The current fashion started by ‘celebrities’ for carrying bichon frise, chihuahuas, shih tzus and other tiny dogs in handbags has been strongly criticised by animal charities who warn that the dogs’ ability to behave normally is being restricted, which can in turn lead to behavioural problems. According to The Blue Cross, the number of miniature dogs given up or abandoned has more than tripled in the past five years.

So-called ‘status dogs’ such as Rottweillers and Staffordshire Bull Terriers are bought to give their owners a tougher image; they are also used for dog fighting and to intimidate other people. In addition to concerns about human safety, the RSPCA reports that these ‘status dogs’ often suffer violence at the hands of their owners and are forced to take part in fights which result in the dogs sustaining serious injuries.

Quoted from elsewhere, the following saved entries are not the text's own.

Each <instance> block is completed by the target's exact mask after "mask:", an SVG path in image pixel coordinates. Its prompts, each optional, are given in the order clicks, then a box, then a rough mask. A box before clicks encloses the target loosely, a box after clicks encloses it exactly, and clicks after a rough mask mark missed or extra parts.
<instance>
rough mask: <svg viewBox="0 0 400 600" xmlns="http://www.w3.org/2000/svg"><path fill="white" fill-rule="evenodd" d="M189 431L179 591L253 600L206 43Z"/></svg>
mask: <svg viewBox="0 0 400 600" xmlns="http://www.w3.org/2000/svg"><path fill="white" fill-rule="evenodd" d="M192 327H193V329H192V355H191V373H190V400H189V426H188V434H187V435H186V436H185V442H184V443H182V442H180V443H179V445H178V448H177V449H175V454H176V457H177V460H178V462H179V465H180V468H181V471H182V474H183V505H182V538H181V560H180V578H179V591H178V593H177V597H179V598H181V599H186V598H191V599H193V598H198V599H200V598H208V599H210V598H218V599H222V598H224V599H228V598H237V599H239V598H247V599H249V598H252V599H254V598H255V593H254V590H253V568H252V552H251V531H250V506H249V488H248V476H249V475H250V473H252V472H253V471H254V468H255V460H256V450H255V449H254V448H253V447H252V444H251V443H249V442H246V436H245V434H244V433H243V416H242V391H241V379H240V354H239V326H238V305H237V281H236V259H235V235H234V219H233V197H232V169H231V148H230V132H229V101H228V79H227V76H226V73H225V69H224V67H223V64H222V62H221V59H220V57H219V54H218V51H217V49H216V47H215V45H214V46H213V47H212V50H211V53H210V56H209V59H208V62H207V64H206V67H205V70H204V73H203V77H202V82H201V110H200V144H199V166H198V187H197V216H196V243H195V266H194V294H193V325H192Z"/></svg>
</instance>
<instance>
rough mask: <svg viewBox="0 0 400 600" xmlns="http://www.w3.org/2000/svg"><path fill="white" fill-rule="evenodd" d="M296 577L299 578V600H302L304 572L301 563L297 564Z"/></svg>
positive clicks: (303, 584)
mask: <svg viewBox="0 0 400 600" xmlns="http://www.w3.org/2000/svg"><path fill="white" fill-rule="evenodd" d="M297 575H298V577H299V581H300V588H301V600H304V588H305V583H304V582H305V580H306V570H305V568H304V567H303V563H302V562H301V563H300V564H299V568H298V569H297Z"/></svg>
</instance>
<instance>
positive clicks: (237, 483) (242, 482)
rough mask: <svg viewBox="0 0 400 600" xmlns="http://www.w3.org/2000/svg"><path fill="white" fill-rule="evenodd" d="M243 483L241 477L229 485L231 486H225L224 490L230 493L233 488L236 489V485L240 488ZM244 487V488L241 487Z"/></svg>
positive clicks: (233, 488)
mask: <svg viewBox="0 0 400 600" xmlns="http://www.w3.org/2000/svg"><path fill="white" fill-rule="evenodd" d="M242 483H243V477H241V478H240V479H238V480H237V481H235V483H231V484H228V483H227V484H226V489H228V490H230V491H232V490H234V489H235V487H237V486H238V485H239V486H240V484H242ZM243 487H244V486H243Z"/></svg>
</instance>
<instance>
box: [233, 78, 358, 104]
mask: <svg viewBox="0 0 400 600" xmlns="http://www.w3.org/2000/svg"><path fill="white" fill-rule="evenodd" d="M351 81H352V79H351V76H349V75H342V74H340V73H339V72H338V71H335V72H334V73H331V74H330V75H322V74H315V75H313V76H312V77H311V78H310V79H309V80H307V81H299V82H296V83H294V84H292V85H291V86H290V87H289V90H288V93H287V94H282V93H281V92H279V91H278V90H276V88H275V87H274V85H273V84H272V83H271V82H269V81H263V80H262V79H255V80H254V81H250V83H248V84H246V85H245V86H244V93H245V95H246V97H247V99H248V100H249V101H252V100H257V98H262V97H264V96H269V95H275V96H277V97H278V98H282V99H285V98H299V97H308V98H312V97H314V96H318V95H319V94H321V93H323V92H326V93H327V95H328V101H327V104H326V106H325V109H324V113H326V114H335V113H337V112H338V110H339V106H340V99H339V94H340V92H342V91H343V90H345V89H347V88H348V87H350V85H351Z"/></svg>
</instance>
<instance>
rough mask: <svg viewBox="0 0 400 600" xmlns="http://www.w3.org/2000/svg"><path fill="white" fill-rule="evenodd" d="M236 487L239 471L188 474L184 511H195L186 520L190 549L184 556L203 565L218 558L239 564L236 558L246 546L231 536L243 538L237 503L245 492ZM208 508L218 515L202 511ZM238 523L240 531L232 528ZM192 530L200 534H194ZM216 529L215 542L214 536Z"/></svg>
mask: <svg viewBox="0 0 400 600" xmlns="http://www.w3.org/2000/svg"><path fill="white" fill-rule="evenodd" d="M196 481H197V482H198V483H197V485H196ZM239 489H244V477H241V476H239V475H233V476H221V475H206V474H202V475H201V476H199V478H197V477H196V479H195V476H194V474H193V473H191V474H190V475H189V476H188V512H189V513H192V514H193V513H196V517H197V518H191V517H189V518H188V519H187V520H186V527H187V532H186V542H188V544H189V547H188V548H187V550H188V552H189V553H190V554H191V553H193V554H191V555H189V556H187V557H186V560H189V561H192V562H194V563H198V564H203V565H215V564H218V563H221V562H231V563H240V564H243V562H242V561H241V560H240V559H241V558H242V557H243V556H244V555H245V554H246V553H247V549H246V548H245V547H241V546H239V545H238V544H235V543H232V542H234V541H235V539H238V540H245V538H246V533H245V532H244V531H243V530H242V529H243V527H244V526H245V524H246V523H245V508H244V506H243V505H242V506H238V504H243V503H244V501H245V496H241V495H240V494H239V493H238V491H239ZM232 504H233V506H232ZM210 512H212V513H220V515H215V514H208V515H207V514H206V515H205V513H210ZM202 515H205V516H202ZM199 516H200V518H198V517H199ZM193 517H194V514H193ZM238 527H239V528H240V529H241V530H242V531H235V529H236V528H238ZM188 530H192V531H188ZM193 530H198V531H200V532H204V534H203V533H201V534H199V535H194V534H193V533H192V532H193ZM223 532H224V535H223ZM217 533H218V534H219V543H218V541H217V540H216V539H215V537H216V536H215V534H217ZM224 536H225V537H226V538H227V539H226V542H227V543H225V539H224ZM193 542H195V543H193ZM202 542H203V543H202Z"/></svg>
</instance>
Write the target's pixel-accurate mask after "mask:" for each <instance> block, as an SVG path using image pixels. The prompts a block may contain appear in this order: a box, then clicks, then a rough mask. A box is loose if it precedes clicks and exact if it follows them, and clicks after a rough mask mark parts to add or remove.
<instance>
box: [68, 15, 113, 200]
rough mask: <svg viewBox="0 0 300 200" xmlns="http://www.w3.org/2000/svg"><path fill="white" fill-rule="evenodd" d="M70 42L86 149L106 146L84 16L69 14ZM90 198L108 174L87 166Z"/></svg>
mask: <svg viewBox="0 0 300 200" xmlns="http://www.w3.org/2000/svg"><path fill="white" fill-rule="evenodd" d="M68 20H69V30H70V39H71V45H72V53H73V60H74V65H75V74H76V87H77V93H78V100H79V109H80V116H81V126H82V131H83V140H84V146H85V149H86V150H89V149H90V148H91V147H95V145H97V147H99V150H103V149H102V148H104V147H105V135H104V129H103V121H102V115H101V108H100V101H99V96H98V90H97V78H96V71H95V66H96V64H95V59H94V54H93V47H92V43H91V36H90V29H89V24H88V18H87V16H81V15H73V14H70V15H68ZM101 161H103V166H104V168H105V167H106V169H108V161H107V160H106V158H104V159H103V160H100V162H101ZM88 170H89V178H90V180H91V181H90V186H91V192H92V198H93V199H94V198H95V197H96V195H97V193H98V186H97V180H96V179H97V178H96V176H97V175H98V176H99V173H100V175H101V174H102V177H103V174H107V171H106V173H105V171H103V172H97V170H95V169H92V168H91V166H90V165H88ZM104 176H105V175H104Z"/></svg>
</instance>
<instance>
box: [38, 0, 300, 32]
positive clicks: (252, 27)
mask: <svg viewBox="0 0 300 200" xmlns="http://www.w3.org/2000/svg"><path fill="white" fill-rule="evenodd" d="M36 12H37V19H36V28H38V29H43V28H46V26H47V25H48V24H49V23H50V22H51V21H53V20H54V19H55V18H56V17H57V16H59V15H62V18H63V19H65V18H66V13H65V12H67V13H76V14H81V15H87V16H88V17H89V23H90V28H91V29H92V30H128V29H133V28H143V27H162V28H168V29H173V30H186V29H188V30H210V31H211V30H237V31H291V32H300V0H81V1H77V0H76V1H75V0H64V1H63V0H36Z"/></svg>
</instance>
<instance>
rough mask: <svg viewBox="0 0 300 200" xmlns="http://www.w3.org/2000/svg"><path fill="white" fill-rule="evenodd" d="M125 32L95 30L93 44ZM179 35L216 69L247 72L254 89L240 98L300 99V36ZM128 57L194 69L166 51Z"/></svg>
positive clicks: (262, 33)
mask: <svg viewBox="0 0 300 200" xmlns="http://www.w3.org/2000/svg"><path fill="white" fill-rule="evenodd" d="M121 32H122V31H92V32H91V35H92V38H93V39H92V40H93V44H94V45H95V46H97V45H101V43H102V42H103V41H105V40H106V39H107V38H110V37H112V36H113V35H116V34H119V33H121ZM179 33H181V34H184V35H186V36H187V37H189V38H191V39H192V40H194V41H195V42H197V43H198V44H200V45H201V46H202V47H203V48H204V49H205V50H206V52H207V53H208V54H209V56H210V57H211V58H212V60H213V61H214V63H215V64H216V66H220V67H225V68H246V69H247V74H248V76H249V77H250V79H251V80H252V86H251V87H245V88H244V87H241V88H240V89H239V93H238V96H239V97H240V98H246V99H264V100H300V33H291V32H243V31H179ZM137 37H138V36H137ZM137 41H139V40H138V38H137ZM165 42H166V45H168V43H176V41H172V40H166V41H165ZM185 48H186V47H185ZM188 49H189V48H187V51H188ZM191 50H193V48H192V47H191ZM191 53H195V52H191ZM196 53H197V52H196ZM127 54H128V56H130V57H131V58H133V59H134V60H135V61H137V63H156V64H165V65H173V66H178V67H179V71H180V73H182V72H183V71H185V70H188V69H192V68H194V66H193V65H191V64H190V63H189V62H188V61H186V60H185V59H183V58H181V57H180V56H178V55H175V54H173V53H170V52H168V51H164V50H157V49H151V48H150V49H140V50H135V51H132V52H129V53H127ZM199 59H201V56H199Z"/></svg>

The Dangerous Dogs Act Study Group (DDASG) and Lord Redesdale criticised the Government for what they saw as its part in the ongoing problem of ‘status dogs’ by making them appeal to those wishing to intimidate others and rebel against the existing law.

Lord Redesdale said: “Banning the Pit Bull Terrier in 1991 was a huge mistake. Creating a picture to the general public that certain breeds of dog are dangerous and others not is hugely irresponsible.” 

Reproduced from


So there it is in short – and why the British view on animal welfare goes back a long time.

We fight on, trying to improve generally good legislation when we can.

One thing is for sure, when the UK formally leaves the EU, animal welfare legislation will improve even more.

The UK will take back control of the UK; and as a result, UK animal welfare groups will campaign even harder for even better welfare legislation.

You  could say that for the UK, the animal welfare future is looking good. SAV.